Para vincarem que são "diferentes, mas iguais", os albinos criaram a Associação Defendendo os Nossos Direitos (ADODS), que completou esta semana um ano.
Além da festa, celebrada na histórica Fortaleza de Maputo, o aniversário da ADODS foi também uma oportunidade para os albinos exorcizarem a angústia provocada pelo estigma, dando testemunhos sobre a sua própria experiência.
Ivo Nhadele, 24 anos, conta à Lusa que perdeu namoradas por não suportar os olhares desconfiados de pais das meninas, amarrados a mitos negativos sobre a condição de albino que existem na sociedade moçambicana.
"Namoradas? Familiares de namoradas, passei por situações que não eram compreensíveis, pois as pessoas não compreendem que, embora a gente tenha uma situação diferente, nós somos parte da sociedade", frisa Ivo Nhadele.
No domingo, com formação de contabilista, considera que pode ter sido prejudicado várias vezes devido à sua condição de albino, mas é da incompreensão dos professores que sente mais mágoa.
"Nós não estamos a exigir nem merecemos tanta atenção, mas a nossa condição cria-nos dificuldades de visão, não vemos com a mesma facilidade o que está escrito no quadro, e mesmo aqueles que era suposto saberem, como os professores, não nos compreendem", conta.
Argentina Luís, 21 anos, teve de fazer de Beyoncé num famoso concurso de talentos musicais de um dos canais de televisão moçambicanos, para ganhar respeito do bairro e pararem os "apelidos" depreciativos com que antes era tratada.
"Nós, os albinos, como todo o mundo sabe, sofremos muita discriminação, principalmente das crianças na rua, que nos dizem o que os adultos não têm coragem de dizer", narra Argentina Luís.
O sonho de ser uma grande cantora tem ajudado Argentina a ignorar o preconceito e a criação da ADODS deu mais força para se impor como “pessoa normal”.
Stela Banze, 26 anos, que na festa de aniversário da organização foi manequim na sala onde foi montada uma exposição fotográfica alusiva à data, para celebrar o "orgulho albino", diz que o facto de ter feito uma licenciatura em Ciências de Saúde provou-lhe que os albinos são capazes de vencer o estigma e viver normalmente.
"Não é fácil ser albino em Moçambique, porque há muita ignorância, mas o meu lema foi preferir não me achar diferente e, dentro das minhas capacidades, ser uma pessoa normal. Isso mantém-me viva", realça, lembrando que lutou durante um ano contra um cancro de pele.

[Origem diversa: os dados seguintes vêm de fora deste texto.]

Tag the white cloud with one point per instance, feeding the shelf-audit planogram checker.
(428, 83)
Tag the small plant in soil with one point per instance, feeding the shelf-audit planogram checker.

O estigma também atingiu os membros mais famosos da comunidade. O músico moçambicano Ali Faque não foi tocar num certo ano à Tanzânia, porque ali os mitos levam muitas vezes à morte por curandeiros, que prometem riqueza a quem foi "tratado à base de órgãos extraídos de albino".
O reverendo Jamisse Taímo, ex-presidente da Comissão Nacional de Eleições (CNE) e antigo reitor do Instituto Superior de Relações Internacionais conta que viu grávidas desviarem o seu caminho por medo que transmitisse ao bebé o seu albinismo.